Copenhagen seems to be the place to be if you’re trying to stay healthy. Not only was the city recently crowned as the healthiest city in the world, but now the government has announced that they will be planting fruit trees across the capital.
Because of the new Copenhagen Municipality initiative, locals and tourists will have free fruit readily available for picking.
“Many Copenhageners don’t have their own gardens and therefore don’t have a chance to see the learning process, including for children, that nature is something you can use,” Astrid Aller, a city councilor with the Socialist People’s Party, told newspapers.
“It might seem like a small thing but it’s part of our aim for Copenhagen to be a place you want to be, not a place you drive around by car. We want a city where you’re not just at home, at work or at a park, but where the whole city is a space in which people want to be,” she continued.
Before the initiative, fruit trees and plants were only found in nature reserves such as Amager Nature Park. After being questioned whether the fruit-bearing trees in the city could be a target for misuse, Aller noted that taking fruit with the purpose of selling it would be “too inefficient”.
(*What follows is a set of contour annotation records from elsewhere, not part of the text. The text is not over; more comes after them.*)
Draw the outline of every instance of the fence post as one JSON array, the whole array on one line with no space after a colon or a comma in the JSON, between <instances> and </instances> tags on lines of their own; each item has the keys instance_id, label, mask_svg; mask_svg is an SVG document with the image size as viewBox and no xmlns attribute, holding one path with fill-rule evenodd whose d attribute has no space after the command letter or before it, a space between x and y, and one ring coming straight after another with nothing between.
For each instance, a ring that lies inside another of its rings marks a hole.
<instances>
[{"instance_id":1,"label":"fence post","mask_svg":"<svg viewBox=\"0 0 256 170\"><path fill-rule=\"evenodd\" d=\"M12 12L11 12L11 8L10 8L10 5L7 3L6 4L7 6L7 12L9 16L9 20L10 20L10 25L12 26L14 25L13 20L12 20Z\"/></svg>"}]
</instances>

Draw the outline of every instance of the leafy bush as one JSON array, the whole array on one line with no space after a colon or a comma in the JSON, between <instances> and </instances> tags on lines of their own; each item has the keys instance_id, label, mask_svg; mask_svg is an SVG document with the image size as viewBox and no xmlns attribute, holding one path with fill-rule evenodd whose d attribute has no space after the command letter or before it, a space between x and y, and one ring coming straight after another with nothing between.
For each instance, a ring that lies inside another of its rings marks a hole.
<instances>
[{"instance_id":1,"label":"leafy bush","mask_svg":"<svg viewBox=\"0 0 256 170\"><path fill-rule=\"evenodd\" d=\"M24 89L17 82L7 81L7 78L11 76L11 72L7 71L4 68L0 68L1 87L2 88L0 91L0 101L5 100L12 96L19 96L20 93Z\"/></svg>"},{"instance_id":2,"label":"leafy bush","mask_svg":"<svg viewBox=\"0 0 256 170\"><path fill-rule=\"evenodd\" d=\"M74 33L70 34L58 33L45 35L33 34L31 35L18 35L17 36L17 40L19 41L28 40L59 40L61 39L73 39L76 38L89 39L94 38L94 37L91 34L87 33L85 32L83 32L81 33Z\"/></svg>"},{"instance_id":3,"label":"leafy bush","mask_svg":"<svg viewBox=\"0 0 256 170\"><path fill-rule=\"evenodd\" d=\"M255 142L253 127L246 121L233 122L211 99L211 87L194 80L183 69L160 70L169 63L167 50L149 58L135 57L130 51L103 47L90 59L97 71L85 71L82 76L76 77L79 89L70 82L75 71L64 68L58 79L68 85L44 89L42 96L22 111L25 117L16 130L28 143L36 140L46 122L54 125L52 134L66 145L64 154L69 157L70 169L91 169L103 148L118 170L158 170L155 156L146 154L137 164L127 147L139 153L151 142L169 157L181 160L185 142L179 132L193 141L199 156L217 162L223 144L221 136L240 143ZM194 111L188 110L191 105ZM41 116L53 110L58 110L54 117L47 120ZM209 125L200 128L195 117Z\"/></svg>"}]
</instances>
“I find it difficult to imagine anyone emptying the bushes in order to sell the fruit,” she said. “And if a family plucks two berry bushes to make jam, that’s hardly going to make me see red,” she added.
This initiative comes after the success of another Danish program which hands out free fruit in an effort to persuade kids to stay away from unhealthy snacks. In 2018, over 15 million apples, pears, and bananas were given out to Danish schools across the country in order to encourage healthier habits.
It is thanks to initiatives like these that Denmark is consistently ranked as one of the healthiest countries in Europe.